Wizard of the Crow, originally serialized, was also partly destined to be read aloud, as much like a piece of theatre as fiction; Ngugi is also a playwright. Writing in English as James Ngugi, he became one of Africa’s leading authors, and his novels A Grain of Wheat (1967) and Petals of Blood (1977) are Penguin Modern Classics. But after he renounced his Christian name and staged plays in the language of Kenya’s largest ethnic group, he was jailed and forced into exile – he now lives in California. Prison cemented his resolve to write fiction only in Gikuyu. “A slave first loses his name, then his language,” says his wizard, and Ngugi’s aim has been to restore both, to “decolonize the mind”.
His new novel is set in the Free Republic of Aburiria, a fictitious African dictatorship that owes much to the Kenya of Ngugi’s erstwhile persecutor, former president Daniel arap Moi. Yet the “Ruler”, whose suits patched with big cats’ fur have pinstripes composed of tiny letters spelling “Might Is Right”, shares traits with despots from Marcos and Mobutu to Pinochet, Suharto and Idi Amin. As the author writes in an afterword, he drew on his exile in London in the 80s, when he helped to campaign to free political prisoners from Kenyan and other postcolonial dungeons. The novel’s atmosphere of paranoia about the “M5” secret police has its roots in that reality.
Yet, realism is not the chosen weapon in a novel whose absurdist, scatological satire is reminiscent of Alfred Jarry’s Ubu plays, or Carlos Fuentes’s novelistic skewering of Mexico’s Machiavellis in The Eagle’s Throne.

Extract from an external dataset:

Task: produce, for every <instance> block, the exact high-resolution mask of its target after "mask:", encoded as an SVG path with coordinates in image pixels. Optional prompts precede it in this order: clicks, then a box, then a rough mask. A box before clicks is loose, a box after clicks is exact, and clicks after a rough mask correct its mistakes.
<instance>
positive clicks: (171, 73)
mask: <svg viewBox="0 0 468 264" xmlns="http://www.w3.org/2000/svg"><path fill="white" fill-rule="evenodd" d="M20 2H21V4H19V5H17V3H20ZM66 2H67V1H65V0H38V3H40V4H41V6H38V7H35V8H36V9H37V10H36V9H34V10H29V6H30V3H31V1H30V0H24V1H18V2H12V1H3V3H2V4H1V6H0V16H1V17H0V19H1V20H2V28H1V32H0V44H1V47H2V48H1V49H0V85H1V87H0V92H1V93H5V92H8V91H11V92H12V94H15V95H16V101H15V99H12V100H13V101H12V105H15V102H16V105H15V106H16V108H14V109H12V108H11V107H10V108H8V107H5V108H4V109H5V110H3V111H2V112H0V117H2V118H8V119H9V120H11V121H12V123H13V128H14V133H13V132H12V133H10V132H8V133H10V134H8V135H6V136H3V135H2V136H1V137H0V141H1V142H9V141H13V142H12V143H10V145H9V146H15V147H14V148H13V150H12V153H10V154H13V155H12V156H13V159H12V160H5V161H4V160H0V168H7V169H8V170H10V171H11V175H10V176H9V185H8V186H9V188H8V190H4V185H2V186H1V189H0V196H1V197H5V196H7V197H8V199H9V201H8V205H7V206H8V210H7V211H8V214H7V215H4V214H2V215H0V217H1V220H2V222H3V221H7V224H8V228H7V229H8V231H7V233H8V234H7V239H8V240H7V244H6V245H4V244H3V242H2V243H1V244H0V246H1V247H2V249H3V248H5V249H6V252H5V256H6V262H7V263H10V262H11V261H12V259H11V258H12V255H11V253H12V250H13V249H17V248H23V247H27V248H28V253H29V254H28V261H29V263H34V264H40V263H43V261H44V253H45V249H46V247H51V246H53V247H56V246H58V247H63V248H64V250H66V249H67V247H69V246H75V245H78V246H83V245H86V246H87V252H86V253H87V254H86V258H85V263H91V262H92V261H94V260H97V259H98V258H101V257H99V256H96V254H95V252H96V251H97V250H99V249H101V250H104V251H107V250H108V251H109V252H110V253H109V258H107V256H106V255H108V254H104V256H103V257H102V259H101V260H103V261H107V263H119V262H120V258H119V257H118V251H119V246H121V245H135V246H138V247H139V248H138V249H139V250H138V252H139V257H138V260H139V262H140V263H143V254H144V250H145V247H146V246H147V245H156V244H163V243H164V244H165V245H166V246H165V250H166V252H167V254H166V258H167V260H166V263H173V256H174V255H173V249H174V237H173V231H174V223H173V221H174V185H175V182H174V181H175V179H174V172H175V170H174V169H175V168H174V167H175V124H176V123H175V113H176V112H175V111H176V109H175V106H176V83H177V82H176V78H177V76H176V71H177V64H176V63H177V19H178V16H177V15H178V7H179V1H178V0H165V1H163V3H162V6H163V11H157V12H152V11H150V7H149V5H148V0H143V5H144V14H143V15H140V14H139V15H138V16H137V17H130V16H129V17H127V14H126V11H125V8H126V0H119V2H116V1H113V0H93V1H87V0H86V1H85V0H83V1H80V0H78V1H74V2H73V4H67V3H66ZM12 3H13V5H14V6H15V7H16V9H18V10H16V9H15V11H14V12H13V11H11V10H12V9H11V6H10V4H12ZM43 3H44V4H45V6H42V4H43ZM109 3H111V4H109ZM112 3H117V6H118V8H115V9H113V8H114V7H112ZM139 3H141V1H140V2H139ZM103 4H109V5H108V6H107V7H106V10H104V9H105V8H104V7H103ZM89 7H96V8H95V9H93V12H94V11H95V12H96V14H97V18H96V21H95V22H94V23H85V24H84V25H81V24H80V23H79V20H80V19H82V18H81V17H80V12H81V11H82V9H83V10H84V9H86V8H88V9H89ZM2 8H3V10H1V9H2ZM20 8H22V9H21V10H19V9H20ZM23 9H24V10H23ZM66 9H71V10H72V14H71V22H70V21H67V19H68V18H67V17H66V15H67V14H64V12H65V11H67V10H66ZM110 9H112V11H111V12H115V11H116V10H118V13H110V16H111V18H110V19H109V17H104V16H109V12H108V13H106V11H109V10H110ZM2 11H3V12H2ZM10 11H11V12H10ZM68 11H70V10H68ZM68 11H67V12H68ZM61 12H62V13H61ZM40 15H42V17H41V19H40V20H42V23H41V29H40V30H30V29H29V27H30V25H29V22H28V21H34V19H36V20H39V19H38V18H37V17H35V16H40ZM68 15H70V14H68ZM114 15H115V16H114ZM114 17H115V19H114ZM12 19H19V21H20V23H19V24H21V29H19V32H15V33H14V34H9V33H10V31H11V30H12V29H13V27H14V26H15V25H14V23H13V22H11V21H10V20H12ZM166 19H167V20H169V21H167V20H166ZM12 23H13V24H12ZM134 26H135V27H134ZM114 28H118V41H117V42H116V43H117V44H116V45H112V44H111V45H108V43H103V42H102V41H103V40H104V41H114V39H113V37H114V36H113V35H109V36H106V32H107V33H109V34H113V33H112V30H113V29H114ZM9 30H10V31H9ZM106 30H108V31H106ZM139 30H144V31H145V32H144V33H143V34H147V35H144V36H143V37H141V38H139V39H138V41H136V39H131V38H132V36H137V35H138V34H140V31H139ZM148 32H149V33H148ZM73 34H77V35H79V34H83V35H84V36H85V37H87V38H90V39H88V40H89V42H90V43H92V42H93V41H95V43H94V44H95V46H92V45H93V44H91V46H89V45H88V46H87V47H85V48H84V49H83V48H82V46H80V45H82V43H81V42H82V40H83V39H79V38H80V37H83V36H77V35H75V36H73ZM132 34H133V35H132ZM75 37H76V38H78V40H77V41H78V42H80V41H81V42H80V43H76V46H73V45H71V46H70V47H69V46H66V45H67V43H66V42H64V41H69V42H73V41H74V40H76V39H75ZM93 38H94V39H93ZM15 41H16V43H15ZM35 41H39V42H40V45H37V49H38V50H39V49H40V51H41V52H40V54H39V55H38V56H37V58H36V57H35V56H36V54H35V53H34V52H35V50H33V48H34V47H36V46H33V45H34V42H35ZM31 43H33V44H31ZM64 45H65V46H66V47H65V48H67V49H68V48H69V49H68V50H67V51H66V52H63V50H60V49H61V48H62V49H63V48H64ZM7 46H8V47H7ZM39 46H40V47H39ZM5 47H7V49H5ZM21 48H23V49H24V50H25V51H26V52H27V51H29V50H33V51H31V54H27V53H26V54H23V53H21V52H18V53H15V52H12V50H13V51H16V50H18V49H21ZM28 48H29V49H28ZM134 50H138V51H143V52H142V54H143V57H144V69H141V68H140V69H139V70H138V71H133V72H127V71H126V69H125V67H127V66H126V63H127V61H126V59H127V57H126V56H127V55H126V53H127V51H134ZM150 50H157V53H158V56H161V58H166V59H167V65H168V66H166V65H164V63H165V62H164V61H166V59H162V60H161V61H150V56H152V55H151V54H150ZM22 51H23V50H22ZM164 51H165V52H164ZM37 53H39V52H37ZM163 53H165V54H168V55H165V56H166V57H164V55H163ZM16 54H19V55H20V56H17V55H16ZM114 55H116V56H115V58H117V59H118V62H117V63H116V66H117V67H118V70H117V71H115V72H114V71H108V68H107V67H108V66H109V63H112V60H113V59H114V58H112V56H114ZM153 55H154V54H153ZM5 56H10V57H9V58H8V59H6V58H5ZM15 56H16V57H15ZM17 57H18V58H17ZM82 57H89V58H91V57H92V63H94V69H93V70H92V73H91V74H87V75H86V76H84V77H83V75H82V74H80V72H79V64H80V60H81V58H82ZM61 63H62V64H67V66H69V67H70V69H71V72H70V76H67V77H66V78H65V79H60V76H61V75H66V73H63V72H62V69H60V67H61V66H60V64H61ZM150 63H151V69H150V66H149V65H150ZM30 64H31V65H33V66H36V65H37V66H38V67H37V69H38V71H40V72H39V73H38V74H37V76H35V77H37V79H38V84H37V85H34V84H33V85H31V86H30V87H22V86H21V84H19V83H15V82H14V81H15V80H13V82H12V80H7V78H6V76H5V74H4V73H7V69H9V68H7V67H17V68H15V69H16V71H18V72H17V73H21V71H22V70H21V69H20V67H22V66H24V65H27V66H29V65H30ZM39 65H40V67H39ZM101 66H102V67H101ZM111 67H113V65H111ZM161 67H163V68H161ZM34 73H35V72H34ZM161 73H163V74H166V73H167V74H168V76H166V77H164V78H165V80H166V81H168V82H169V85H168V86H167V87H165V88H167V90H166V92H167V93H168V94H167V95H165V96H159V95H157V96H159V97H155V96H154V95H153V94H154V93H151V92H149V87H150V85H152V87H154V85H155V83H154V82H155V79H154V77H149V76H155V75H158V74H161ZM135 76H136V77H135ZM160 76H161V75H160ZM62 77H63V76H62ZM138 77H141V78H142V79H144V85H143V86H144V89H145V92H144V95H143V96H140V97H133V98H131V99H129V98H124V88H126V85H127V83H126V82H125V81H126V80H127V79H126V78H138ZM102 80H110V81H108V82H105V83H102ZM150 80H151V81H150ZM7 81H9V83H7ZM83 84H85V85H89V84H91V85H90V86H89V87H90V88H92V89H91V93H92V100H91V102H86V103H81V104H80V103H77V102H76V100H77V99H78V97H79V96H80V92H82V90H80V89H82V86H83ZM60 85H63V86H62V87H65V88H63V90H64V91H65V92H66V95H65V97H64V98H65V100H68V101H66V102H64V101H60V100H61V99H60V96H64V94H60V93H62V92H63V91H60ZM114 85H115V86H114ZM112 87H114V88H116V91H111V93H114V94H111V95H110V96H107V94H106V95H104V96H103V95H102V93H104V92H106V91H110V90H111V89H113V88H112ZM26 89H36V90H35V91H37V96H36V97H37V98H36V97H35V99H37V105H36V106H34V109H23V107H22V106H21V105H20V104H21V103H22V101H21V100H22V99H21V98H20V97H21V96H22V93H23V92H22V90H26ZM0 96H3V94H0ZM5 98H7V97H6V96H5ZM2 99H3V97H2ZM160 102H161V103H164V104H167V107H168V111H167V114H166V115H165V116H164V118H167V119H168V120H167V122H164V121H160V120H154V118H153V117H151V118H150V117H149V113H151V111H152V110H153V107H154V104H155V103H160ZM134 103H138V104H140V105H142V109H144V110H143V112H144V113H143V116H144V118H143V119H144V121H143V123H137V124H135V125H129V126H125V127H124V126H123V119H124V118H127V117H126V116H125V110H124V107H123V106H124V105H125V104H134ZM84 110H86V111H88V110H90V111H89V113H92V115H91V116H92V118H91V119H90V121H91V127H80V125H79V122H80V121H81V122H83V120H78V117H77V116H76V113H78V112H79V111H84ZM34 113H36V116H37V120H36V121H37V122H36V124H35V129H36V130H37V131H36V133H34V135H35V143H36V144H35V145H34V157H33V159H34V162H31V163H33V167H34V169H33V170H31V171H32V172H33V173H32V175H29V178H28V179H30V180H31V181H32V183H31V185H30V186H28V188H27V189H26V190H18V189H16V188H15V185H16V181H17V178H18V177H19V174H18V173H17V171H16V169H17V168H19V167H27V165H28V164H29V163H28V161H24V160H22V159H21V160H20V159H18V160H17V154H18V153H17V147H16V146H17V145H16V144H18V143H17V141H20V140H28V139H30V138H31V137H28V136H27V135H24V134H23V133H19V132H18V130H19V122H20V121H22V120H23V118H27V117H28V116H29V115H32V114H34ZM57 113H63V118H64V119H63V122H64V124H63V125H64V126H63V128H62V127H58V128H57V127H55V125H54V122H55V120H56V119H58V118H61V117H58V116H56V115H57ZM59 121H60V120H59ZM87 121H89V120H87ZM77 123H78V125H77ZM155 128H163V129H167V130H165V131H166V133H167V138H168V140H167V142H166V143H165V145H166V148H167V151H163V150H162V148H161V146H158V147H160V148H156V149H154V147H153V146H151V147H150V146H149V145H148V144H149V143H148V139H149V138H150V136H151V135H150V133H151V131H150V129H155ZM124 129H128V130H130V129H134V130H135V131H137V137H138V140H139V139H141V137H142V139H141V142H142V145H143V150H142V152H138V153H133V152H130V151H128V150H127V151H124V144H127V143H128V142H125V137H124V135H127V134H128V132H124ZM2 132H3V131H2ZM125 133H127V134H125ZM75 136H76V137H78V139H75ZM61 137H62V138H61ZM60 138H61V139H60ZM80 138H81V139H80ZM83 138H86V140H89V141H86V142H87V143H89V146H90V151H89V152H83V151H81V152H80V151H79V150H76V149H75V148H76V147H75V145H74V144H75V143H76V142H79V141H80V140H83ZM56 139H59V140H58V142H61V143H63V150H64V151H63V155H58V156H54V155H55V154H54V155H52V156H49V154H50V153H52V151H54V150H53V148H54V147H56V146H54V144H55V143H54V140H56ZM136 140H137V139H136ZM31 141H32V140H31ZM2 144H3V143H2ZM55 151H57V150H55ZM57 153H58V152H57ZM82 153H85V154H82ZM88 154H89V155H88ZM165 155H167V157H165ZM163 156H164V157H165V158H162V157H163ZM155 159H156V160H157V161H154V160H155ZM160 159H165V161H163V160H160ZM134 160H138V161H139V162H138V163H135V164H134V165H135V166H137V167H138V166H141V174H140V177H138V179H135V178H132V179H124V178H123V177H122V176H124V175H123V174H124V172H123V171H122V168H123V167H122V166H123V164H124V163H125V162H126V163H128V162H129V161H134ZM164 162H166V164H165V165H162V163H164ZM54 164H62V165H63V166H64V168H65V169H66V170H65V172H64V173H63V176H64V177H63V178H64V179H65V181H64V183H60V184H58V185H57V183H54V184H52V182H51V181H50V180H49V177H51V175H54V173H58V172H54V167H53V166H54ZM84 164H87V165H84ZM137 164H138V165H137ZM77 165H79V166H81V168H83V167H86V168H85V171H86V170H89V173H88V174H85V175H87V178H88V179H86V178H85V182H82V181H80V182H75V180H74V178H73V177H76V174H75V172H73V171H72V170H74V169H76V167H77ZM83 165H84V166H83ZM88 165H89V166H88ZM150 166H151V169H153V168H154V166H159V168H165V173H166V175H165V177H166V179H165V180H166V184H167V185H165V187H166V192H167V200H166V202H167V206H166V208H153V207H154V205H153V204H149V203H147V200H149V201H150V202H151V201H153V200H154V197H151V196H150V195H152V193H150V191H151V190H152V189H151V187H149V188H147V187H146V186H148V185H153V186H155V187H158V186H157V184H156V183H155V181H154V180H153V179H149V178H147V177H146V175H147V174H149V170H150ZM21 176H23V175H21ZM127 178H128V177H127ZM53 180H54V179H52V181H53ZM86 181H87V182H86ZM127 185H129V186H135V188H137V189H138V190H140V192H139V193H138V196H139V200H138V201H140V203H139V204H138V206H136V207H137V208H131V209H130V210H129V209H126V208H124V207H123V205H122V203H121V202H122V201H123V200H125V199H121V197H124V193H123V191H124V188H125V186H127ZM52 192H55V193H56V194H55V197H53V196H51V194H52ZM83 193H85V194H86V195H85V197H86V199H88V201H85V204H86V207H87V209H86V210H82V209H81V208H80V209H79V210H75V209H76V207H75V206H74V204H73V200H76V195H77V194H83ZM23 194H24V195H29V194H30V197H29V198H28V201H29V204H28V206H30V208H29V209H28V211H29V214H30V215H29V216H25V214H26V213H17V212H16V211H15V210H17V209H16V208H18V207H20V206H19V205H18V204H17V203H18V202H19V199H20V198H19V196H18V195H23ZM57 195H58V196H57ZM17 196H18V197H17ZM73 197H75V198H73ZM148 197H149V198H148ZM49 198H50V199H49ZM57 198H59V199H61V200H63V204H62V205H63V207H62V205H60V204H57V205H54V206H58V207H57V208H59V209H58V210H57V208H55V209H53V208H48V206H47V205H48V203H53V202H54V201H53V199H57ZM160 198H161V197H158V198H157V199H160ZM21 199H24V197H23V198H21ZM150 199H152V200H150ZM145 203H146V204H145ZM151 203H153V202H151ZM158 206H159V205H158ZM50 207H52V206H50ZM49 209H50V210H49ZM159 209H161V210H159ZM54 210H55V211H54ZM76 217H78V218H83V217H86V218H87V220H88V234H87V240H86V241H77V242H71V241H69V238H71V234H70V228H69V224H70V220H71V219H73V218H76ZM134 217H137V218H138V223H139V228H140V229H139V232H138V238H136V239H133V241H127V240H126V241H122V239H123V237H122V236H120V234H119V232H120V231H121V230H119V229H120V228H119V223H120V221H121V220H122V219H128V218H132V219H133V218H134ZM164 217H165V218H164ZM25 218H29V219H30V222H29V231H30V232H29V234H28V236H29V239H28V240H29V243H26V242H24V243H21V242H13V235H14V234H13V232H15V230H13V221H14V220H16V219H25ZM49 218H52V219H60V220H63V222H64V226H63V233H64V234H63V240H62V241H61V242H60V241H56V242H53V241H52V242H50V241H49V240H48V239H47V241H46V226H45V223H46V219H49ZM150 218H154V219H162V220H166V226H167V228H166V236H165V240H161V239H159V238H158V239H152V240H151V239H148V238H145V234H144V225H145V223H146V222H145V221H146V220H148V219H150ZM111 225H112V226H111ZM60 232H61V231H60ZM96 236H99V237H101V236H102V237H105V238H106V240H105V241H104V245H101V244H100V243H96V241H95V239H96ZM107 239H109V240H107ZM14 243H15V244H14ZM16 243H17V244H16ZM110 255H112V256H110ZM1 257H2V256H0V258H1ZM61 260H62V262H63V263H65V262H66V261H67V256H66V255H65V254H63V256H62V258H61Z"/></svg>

As the supreme kleptocrat (“A loot- a continua”) lays hubristic plans for Africa’s tallest skyscraper, sycophants jockey around him.
Resorting to plastic surgery to keep enemies under surveillance, one minister has his eyes “enlarged to the size of electric bulbs”, while a rival’s ears are made “larger than a rabbit’s”. An embodiment of the putrid body politic, the Ruler outlives his usefulness to his post-cold war western allies, only to puff up like a pregnant balloon until he bursts forth with Baby Democracy, a cynical façade of multiparty politics cheered by the “Global Bank missionaries”.
The Ruler’s adversaries are a young couple. Kamiti is an unemployed graduate and herbal healer with a nose sensitive to the stench of corruption. He dons the mantle of a powerful wizard as “a cover, a joke”, but is a reluctant hero born of a line of seers; his grandfather fought British rule – as did the author’s family. Kamiti’s lover, Nyawira, heads the Movement for the Voice of the People, and, in some of the most absorbing passages in the novel, takes the lead in their relationship. When Kamiti sighs, “The world has no soul,” Nyawira responds: “Then change the world. Give it a soul.”